Il pompiere della foto simbolo: «Mi sono buttato tra le fiamme senza pensare»

Domenica 8 Ottobre 2023 di Giulia Zennaro
La disperazione dei pompieri

MESTRE - L’immagine simbolo della tragedia di Mestre è una mano sul volto, a nascondere la fatica, accanto a un altro vigile del fuoco che più che un collega è un fratello: Stefano Zanetti ha condiviso con Davide Bellotto quell’immagine. Il loro scatto, in un momento di riposo dopo il difficile lavoro di soccorso la sera del 3 ottobre, quando il bus precipitato dal cavalcavia Vempa ha riscritto la storia degli incidenti stradali in Veneto, è diventato il simbolo della tragedia.

Stefano racconta quei momenti con spontaneità, come se parlarne lo aiutasse a metabolizzare: «Siamo stati tra i primi ad arrivare, alle 19.40 è arrivata la chiamata. Io stavo nel veicolo con l’autoscala, abbiamo cominciato a buttare acqua per spegnere le fiamme. Pensavamo inizialmente che il bus fosse a metano e non elettrico: non abbiamo pensato al rischio che correvamo a innaffiare le batterie. Quando senti le urla della gente, li vedi bruciare, non puoi fare altro che cercare di domare il fuoco. Non si pensa alla propria sicurezza in quei momenti: se uno cominciasse a pensare che sta andando all’interno di un autobus in fiamme, col rischio di corto circuito, si tirerebbe indietro. Noi invece dobbiamo fare quello per cui siamo addestrati, anche quando si tratta di andare verso le fiamme invece di allontanarsi, come farebbe chiunque».
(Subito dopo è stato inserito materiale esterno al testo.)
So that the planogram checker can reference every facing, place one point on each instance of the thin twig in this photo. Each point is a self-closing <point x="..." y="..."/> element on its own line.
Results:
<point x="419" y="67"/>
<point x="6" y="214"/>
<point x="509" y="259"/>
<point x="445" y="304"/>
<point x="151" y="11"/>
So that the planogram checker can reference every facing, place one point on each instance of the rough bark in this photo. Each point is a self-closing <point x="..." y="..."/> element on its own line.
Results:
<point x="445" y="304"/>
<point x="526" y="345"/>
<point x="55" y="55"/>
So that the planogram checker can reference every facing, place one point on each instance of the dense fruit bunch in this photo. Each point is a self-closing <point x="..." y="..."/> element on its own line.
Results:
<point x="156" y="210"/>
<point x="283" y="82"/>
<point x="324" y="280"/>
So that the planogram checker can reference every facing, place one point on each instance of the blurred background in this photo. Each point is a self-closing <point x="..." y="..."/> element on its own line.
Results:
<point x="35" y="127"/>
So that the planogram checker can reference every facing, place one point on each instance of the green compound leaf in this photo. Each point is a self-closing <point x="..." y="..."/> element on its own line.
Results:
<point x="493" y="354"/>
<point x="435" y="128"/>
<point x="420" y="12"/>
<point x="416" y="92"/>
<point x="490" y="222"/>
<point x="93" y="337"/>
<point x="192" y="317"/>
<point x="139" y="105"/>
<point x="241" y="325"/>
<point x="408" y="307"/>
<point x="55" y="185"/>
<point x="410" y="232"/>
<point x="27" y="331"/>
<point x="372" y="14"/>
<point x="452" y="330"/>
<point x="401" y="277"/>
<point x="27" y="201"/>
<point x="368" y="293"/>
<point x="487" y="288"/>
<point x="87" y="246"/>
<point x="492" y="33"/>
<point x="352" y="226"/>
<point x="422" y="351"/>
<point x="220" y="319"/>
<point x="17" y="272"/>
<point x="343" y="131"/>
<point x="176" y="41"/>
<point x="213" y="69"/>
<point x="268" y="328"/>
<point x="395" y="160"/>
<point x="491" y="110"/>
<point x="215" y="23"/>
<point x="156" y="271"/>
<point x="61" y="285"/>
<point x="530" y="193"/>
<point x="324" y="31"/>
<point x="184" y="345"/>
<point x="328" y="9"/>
 Tra i primi estratti dalle lamiere da Stefano un bambino, morto: «Quell’immagine mi perseguita ancora. Mentre stai lavorando l’adrenalina non ti fa pensare, poi appena stacchi ti torna tutto addosso e crolli. Abbiamo pianto. Ho detto al collega “Davide, sediamoci cinque minuti”, perché quelle situazioni ti tagliano le gambe. Eravamo a pezzi, ci siamo fatti dare acqua e soluzione fisiologica da un’ambulanza. In quel momento ci hanno scattato la foto che è finita su tutti i giornali. E pensare che, al momento, mi sono anche un po’ innervosito. Però adesso devo dire che mi sono affezionato a quella foto, lo considero un ricordo di un momento non bello ma che ci tengo a custodire». Stefano sta ancora metabolizzando ciò che ha visto la notte di martedì, anche grazie al supporto degli psicologi: «Sono andato a vedere l’autobus, che ora si trova sotto sequestro. Devo dire che vederlo mi ha fatto uno strano effetto: ho rivissuto tutto di quella notte, ma mi ha fatto bene. Penso che, come vigili del fuoco ma anche rispetto a tutta la macchina dei soccorsi, sia stato fatto un lavoro impeccabile: in 27 anni di servizio non ho mai visto una cosa del genere ma abbiamo reagito tutti dando il massimo. Penso che abbiamo fatto tutto ciò che potevamo fare. Ognuno poi elabora a modo suo ma è importante avere qualcuno con cui confrontarsi». Soprattutto se quel qualcuno è un collega con cui condividi pericolo e fatica: «Con Davide Bellotto, seduto con me nella foto, ma anche con Davide Signora, che compare in un’altra, siamo più che colleghi. C’è un rapporto di amicizia diverso da tutti gli altri perché facciamo un lavoro unico. Ora tutti vogliono sapere, ci fanno i complimenti: oggi (ieri, ndr), una scolaresca è venuta a trovarci. Per noi è normale: bisogna andare sempre avanti, anche se significa buttarsi tra le fiamme per salvare vite».